In deze herberg leert ze Abraham Claeszoon Outgers kennen, een 35-jarige scheepstrompetter. Hij maakt verre reizen naar bijvoorbeeld Afrika en als hij terugkomt van een van deze reizen, kust hij Geertje. Ze trouwen en Geertje gaat bij hem in huis wonen, maar tijdens de volgende reis verongelukt Abraham en zo wordt Geertje al na vier maanden huwelijk weduwe. Tijdens haar periode van rouw probeert ze een jongetje uit het water te redden terwijl ze niet kan zwemmen. Het jongen verdrinkt maar haar actie maakt zo'n indruk op de moeder, Geertruida Groot-Beets, echtgenoot van een rijke houthandelaar, dat zij aan Geertje vraagt om haar kindermeisje te worden.

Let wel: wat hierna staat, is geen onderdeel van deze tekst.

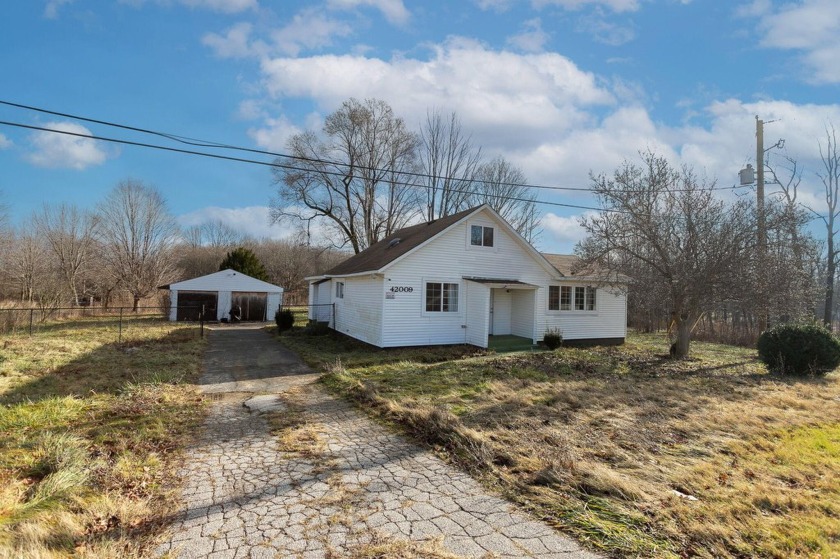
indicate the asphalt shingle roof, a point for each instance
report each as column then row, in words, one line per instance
column 386, row 251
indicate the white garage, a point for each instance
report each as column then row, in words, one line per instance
column 216, row 294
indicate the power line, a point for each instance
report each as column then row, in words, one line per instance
column 280, row 165
column 212, row 144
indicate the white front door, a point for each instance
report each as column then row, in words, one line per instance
column 492, row 303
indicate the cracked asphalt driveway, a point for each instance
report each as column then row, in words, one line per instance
column 299, row 473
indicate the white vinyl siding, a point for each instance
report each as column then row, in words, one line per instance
column 607, row 320
column 390, row 309
column 405, row 321
column 359, row 313
column 501, row 312
column 522, row 313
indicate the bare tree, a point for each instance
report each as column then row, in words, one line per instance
column 449, row 162
column 138, row 235
column 69, row 233
column 502, row 186
column 830, row 155
column 355, row 178
column 28, row 262
column 664, row 229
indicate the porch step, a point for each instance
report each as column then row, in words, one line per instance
column 505, row 344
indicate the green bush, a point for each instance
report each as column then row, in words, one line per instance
column 316, row 328
column 553, row 339
column 285, row 319
column 799, row 349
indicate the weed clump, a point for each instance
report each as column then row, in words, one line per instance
column 799, row 349
column 553, row 339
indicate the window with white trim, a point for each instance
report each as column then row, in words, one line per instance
column 481, row 235
column 585, row 298
column 559, row 298
column 567, row 298
column 441, row 297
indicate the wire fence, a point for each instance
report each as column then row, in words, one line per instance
column 304, row 314
column 36, row 320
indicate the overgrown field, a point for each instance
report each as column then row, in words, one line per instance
column 89, row 434
column 631, row 452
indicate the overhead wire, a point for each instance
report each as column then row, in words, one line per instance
column 212, row 144
column 279, row 165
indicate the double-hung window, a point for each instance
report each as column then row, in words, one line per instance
column 559, row 298
column 584, row 298
column 481, row 235
column 566, row 298
column 441, row 297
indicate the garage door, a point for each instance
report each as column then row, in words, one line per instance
column 252, row 305
column 191, row 303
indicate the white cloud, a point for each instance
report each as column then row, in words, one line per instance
column 224, row 6
column 810, row 27
column 614, row 5
column 393, row 10
column 274, row 134
column 251, row 220
column 532, row 38
column 561, row 233
column 254, row 221
column 55, row 150
column 518, row 99
column 52, row 7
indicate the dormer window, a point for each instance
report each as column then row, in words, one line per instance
column 481, row 235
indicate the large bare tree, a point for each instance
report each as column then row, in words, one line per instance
column 70, row 235
column 830, row 154
column 356, row 176
column 665, row 229
column 502, row 186
column 449, row 163
column 138, row 235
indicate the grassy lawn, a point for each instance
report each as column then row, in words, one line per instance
column 89, row 435
column 632, row 453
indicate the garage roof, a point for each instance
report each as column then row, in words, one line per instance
column 225, row 280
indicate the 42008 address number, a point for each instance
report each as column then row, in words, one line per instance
column 401, row 289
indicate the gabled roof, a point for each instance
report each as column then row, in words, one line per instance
column 563, row 262
column 225, row 280
column 401, row 242
column 572, row 266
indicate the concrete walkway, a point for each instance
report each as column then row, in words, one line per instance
column 298, row 473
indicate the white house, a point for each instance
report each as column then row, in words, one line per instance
column 463, row 279
column 219, row 292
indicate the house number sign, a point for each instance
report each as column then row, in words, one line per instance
column 401, row 289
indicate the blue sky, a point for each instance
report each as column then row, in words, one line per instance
column 559, row 87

Geertje stemt in en wordt kindermeisje van negen kinderen. Ze voelt zich steeds meer onderdeel uitmaken van het warme gezin. Geertruida raakt weer zwanger en Geertje helpt bij de geboorte en bevrijdt de baby van de navelstreng om haar hals. Weer wordt ze een held genoemd en ze mag een naam uitkiezen voor de baby. Maar na enkele jaren zijn de kinderen ouder en de Beetsen wat armer, waardoor Geertje moet vertrekken. Ze trekt in bij haar broer en zijn vrouw Marij in Ransdorp om hen met de kinderen te helpen, maar ze krijgt het gevoel dat Marij niet echt op haar zit te wachten. Als ze van een dorpsgenoot hoort dat een beroemde schilder in Amsterdam een kindermeisje zoekt, grijpt ze die kans met beide handen aan om weg te kunnen gaan.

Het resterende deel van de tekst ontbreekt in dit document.